Protestaron los caballeros de esta falsa vergüenza, y Guisando le dijo: «Está usted adorable, y el mareíto se le quitará bebiendo esta copa de Champagne...». Isaac le rogó que bebiese, y ella sin melindres accedió. Le gustaba el Champagne: si pudiera, no bebería en las comidas más que   —176→   Champagne... La variedad de vinos le repugnaba: uno solo y superior. Guisado celebró esta opinión de Teresa, la más conforme con el gusto de él y de toda persona verdaderamente refinada. «Bebo -dijo Teresa tomando la copa larga, por cuya boca estrecha se escapaba la espuma-, bebo a la salud de mis buenos amigos; bebo a su felicidad, y a... a que tengan lo que desean... Usted, Isaac, que le salga bien el negocio que ahora le trae tan preocupado... ya me entiende... Usted, Guisando, que sea pronto Grande de España, por título... que ya lo es grandísimo por su magnificencia... y usted, Ernesto, que haga muchas conquistas, pues ya sabemos que es usted muy enamorado...

-¡Oh, no, no! -dijo el plácido Anacarsis, presuroso en desmentir una suposición que, a su parecer, le desconceptuaba-. ¿Enamorado yo? No es cierto, Teresa... Bien se ve que se le ha ido el santo al cielo... Exceptuando lo presente, tengo del bello sexo la peor idea...
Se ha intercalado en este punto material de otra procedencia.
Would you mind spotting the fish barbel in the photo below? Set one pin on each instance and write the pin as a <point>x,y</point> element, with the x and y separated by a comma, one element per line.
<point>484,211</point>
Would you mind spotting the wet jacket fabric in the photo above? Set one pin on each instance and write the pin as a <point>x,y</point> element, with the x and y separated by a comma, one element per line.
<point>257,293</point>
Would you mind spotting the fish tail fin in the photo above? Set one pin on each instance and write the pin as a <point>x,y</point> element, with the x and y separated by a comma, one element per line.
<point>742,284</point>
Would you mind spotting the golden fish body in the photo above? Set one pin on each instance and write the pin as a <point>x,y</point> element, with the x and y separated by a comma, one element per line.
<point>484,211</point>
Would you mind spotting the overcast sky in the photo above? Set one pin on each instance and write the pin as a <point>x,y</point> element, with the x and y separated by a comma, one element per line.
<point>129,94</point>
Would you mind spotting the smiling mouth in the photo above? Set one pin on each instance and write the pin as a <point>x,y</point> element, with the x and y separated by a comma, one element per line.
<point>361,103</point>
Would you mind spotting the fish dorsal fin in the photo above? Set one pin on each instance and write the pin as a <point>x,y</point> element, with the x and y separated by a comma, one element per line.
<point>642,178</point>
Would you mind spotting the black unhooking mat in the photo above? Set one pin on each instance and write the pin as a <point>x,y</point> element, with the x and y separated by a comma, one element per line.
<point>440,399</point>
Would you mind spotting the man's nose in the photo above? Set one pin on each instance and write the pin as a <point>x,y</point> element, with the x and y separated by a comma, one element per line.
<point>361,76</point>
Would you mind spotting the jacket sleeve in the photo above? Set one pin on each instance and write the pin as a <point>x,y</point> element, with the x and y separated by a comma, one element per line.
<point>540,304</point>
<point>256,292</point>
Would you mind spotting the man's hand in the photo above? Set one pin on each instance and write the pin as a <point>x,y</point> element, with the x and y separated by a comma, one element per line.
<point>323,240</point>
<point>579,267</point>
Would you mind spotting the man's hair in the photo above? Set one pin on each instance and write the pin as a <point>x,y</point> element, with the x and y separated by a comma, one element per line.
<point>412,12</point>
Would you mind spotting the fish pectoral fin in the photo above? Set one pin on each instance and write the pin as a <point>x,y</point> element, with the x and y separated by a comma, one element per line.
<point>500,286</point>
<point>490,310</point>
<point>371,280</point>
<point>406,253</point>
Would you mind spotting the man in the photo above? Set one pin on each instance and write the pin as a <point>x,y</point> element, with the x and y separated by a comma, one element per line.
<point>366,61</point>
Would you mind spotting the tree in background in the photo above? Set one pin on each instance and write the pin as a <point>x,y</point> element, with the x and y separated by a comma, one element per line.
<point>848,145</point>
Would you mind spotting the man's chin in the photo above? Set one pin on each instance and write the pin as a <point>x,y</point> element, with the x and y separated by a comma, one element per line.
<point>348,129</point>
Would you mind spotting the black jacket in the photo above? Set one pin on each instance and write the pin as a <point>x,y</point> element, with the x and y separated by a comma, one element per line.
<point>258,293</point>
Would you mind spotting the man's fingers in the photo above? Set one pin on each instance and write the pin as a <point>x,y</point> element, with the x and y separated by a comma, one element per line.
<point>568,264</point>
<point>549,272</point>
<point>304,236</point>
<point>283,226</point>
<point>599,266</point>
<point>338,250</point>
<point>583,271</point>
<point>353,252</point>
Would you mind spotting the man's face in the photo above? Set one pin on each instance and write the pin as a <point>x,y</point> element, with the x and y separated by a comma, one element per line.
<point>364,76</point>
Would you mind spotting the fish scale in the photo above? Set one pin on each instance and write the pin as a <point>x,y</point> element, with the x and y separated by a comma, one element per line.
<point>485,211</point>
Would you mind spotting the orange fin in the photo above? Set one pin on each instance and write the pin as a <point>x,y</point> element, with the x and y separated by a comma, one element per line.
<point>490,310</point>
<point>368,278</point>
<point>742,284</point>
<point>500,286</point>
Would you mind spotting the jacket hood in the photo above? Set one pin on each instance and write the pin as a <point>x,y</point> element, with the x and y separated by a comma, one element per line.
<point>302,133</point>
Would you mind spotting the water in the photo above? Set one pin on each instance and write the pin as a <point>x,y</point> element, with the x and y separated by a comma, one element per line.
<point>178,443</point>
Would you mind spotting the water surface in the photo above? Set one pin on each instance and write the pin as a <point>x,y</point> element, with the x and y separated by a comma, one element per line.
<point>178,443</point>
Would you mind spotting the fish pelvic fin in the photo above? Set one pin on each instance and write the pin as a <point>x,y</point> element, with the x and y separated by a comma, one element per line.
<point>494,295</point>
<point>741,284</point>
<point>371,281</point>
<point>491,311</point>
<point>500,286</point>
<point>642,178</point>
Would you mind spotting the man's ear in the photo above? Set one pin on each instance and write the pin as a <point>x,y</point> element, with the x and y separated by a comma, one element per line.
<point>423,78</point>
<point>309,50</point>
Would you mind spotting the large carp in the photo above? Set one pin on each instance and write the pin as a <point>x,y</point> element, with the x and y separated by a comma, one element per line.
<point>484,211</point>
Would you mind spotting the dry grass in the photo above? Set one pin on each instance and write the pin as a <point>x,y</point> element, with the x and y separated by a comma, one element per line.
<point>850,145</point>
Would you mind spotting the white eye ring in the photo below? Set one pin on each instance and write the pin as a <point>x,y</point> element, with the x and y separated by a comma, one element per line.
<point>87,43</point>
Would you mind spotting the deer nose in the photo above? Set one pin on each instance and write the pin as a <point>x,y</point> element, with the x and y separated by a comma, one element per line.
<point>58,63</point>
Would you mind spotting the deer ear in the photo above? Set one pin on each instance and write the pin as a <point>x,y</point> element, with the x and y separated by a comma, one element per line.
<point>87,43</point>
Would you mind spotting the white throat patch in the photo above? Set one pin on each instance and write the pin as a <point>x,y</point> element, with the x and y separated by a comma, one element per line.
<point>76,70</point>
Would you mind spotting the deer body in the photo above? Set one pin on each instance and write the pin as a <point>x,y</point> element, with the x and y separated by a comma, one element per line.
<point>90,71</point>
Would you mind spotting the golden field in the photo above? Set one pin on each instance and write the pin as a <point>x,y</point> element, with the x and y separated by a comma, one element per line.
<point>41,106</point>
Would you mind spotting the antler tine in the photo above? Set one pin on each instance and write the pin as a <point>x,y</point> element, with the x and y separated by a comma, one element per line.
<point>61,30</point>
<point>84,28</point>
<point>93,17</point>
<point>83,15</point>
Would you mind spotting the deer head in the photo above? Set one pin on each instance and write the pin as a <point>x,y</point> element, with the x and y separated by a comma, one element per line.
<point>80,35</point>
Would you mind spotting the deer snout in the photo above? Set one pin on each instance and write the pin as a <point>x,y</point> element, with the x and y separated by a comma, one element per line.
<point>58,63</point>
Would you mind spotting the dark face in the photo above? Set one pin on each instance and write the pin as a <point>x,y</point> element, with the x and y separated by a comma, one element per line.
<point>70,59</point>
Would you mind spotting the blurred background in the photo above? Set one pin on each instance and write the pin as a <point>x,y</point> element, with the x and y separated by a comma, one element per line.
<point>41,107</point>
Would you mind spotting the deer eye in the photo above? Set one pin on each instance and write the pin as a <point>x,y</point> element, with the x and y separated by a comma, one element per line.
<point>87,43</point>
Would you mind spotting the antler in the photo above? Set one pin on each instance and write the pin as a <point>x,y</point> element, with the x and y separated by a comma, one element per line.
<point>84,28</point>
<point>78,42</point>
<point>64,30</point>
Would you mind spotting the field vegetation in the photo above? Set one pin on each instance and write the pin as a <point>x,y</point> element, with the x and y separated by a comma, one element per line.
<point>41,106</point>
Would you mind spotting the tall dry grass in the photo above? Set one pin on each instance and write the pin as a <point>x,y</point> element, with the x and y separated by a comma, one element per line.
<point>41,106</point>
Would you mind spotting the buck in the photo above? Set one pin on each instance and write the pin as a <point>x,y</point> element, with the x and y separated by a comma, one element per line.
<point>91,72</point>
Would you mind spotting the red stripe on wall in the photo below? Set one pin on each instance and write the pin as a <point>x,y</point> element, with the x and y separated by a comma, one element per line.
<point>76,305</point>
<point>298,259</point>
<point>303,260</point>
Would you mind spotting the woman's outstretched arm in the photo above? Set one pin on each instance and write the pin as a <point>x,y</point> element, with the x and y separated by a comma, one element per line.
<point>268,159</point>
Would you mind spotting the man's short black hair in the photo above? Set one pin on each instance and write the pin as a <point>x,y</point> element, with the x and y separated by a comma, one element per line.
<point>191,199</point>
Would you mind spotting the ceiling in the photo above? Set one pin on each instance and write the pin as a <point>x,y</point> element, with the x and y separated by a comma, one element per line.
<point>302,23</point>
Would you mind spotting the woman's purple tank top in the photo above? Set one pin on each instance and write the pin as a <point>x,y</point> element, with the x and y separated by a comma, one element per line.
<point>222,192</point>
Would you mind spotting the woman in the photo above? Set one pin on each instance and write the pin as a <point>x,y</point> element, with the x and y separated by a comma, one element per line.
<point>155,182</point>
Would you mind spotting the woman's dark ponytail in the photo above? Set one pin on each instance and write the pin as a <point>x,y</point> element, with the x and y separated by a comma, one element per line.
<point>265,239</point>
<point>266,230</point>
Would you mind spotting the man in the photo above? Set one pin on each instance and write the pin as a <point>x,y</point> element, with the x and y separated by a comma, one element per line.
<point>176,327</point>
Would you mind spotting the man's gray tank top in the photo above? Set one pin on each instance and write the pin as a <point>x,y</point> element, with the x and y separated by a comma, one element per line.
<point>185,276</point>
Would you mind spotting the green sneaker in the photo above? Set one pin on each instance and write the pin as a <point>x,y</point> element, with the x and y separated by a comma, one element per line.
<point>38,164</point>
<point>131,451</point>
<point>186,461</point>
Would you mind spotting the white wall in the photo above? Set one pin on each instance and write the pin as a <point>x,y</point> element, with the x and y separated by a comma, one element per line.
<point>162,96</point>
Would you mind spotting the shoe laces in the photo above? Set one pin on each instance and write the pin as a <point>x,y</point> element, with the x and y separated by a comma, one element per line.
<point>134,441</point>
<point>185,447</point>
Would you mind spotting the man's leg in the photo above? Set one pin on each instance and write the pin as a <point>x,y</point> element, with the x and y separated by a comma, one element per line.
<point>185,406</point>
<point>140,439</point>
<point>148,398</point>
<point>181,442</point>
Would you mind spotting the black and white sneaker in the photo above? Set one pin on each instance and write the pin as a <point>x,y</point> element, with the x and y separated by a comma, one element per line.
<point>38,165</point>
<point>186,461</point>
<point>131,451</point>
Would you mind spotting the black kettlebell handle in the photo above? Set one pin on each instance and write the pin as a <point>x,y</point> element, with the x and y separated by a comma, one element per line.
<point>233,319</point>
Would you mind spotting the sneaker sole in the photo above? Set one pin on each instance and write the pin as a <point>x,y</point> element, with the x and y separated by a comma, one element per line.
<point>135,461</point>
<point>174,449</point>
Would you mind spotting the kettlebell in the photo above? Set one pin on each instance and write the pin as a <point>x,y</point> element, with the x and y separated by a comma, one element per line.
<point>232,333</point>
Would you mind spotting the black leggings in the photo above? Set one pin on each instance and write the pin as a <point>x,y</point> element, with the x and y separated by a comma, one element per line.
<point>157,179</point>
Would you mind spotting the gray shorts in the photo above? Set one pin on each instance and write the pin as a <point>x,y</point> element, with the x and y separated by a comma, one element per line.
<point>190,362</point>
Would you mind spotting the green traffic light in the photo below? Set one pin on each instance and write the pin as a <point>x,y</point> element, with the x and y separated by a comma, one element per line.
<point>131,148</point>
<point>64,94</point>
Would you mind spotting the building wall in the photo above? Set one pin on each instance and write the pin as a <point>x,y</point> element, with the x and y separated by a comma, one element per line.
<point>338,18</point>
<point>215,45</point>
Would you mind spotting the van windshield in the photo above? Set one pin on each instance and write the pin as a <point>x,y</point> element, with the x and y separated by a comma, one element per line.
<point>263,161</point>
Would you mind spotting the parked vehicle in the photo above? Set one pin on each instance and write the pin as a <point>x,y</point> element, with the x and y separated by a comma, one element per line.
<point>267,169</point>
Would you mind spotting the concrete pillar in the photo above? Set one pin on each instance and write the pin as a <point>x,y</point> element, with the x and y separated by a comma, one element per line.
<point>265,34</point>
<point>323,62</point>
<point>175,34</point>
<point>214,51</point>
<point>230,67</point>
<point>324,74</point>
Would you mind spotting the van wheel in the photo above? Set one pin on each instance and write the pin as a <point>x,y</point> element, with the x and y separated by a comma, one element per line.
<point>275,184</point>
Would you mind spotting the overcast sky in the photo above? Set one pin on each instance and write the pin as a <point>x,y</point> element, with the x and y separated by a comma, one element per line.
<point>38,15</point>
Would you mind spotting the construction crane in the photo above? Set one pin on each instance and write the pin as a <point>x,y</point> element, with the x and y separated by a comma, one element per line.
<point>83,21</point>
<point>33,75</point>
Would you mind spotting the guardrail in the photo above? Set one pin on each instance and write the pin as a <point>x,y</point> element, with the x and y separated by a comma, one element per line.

-Pues perdóneme usted, Ernestito: no he dicho nada. Somos muy malas... Usted puede decirlo... y probarlo... Es usted un ángel... por eso tiene esos colores tan bonitos y esa frescura en el rostro... Señores, el Champagne me ha matado. ¿He dicho muchas gansadas?

-No, no, no...

-Ya no puedo más... Se me cierran los ojos... El comedor da vueltas... la mesa baila...   —177→   Guisando tiene dos caras: con las dos me mira y se ríe. Ernestito se pone sobre la cabeza el ramo del centro de la mesa... Me duermo, me... eclipso; me envuelve la noche. Isaac, por favor, deme usted la mano; ayúdeme a levantarme, y a llegar al sillón... al sillón que allí veo... Así, así... ya estoy a mi gusto... Aquí me desmayo... aquí me desvanezco... Por Dios, Isaac, mi buen Isaac, abaníqueme usted, deme aire; pero fuerte... Ya no veo más cara que la de usted, Isaac... El aire que usted me da me consuela, me anima... ¡Qué aire tan bonito, digo, tan fresco... tan...! No sé: es un aire extranjero... aire rico, muy rico... Isaac, deme más aire...

-Café bien fuerte -dijo Guisando proponiendo el mejor específico contra las borracheras de señora de buen tono».

Con la ventilación enérgica que le administró Isaac, y el café y la dulce conversación, sin ruido, se fue despabilando Teresa y venciendo la somnolencia. Terminó la comida sin ningún incidente digno de figurar en la Historia integral ni en la fragmentaria, pues el hecho de arreglarse y cerrar trato aquella misma noche Teresita y Brizard es de esos que, por descontados y claramente previstos, no piden más que una mención... menos aún, una raya de cualquier color trazada en la página sin letras de esa historia que llamamos Chismografía.